I am trying to understand what Sessions Consistency actually means when working with Azure DocumentDb via the .NET client SDK i.e. What defines (and bounds) a session. Is a new session created each time we create a new instance of DocumentClient
and if so does the behavior change if we are using the IReliableReadWriteDocumentClient
wrapper?
Yes, a new session is created each time you create a new instance of the DocumentClient class. Each DocumentClient instance maintains a map of collection -> session token mapping. The client saves the latest session token received from the server, and echoes it as a header (x-ms-sessiontoken) during read requests. This enables DocumentDB to locate an up-to-date replica of your collection to serve session (or read-your-writes) consistency. This is the same with IReliableReadWriteDocumentClient, since it's a wrapper over the DocumentClient.

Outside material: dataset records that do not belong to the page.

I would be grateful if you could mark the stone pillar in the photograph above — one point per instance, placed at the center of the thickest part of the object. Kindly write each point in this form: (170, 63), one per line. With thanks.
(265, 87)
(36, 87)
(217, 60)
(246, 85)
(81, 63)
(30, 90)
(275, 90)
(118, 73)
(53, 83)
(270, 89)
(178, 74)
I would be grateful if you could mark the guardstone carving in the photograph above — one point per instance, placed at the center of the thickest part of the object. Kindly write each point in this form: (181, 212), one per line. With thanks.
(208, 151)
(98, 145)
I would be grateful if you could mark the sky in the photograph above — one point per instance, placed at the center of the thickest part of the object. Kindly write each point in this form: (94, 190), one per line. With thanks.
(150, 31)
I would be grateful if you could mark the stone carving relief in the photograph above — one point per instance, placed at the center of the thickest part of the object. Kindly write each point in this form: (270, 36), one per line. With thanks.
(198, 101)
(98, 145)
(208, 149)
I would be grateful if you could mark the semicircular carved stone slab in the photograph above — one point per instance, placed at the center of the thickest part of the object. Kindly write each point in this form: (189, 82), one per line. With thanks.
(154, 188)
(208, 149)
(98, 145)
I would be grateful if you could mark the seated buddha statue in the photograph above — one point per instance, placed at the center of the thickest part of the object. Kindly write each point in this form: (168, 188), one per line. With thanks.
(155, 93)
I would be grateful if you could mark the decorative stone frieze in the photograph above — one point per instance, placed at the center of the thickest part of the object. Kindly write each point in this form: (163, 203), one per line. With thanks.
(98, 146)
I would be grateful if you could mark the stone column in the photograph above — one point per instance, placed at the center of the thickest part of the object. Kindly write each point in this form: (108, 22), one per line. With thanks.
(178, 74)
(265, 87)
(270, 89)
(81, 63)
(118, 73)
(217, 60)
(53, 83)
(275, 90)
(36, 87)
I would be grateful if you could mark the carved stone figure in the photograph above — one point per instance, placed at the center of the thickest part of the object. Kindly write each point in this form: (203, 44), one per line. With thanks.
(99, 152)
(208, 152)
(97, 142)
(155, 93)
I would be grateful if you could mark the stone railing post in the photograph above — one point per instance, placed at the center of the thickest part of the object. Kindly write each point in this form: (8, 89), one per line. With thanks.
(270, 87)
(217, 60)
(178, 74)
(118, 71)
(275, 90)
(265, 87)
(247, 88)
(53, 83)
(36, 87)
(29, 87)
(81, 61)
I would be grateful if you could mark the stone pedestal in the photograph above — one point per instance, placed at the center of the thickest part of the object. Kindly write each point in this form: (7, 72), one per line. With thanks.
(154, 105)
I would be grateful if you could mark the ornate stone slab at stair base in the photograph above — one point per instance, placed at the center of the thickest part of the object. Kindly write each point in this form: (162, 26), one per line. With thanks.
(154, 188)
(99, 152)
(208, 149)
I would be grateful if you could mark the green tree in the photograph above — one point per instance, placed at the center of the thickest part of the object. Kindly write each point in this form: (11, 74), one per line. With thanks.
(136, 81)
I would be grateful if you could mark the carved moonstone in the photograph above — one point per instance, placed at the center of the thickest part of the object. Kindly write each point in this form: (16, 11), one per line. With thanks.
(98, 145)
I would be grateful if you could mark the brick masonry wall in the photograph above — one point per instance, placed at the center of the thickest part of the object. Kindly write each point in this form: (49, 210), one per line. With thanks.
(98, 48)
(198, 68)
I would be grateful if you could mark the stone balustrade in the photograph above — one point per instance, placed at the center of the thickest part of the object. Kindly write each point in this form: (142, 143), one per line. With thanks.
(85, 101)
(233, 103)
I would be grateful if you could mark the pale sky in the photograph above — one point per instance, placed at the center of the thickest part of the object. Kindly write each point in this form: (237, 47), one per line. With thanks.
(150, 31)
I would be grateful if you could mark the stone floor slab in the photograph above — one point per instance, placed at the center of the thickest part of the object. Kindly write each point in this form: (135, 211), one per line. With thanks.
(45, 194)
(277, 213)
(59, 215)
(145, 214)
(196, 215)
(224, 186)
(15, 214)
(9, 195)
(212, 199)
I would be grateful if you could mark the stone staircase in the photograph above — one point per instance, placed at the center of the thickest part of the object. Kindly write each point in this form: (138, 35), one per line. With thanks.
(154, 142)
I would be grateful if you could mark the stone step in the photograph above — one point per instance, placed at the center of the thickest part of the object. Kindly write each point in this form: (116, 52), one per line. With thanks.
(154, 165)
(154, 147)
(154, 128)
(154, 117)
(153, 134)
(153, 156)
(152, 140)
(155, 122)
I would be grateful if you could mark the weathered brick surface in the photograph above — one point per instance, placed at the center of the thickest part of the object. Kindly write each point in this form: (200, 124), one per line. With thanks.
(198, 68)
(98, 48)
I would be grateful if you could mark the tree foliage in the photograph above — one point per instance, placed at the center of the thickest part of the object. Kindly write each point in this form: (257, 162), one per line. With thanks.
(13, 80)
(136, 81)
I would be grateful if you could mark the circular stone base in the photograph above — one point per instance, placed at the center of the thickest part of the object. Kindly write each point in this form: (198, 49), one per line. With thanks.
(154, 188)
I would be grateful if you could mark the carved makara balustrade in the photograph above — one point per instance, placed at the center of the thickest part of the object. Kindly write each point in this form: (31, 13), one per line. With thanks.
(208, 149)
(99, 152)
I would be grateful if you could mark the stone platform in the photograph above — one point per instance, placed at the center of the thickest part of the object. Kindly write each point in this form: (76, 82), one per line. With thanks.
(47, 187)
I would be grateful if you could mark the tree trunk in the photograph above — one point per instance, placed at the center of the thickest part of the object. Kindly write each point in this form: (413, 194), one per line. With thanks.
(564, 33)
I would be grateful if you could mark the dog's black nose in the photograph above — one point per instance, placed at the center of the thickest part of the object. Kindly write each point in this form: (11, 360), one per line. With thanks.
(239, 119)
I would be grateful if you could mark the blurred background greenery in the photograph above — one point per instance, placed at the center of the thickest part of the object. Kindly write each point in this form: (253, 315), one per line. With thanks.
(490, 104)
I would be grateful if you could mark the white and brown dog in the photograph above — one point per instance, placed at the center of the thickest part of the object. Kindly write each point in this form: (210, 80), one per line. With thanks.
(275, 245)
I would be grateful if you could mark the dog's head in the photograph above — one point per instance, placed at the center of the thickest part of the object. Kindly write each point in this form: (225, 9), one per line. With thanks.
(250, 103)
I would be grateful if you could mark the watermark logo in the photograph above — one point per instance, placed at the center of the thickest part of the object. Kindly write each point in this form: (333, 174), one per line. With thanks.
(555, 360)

Note: the easiest way to achieve session consistency is to have a single DocumentClient instance manage it for you automatically. You can also manage a logical session across multiple DocumentClient instances with a little more complexity. For example, let's say that you have a load balanced Web API with two servers each with a DocumentClient instance, and you want session consistency across these servers.
You can implement this by saving the x-ms-sessiontoken returned in step 1 by saving it as a cookie in the client, then echoing that x-ms-sessiontoken in the read request. By round-tripping the session token, you can get session consistency.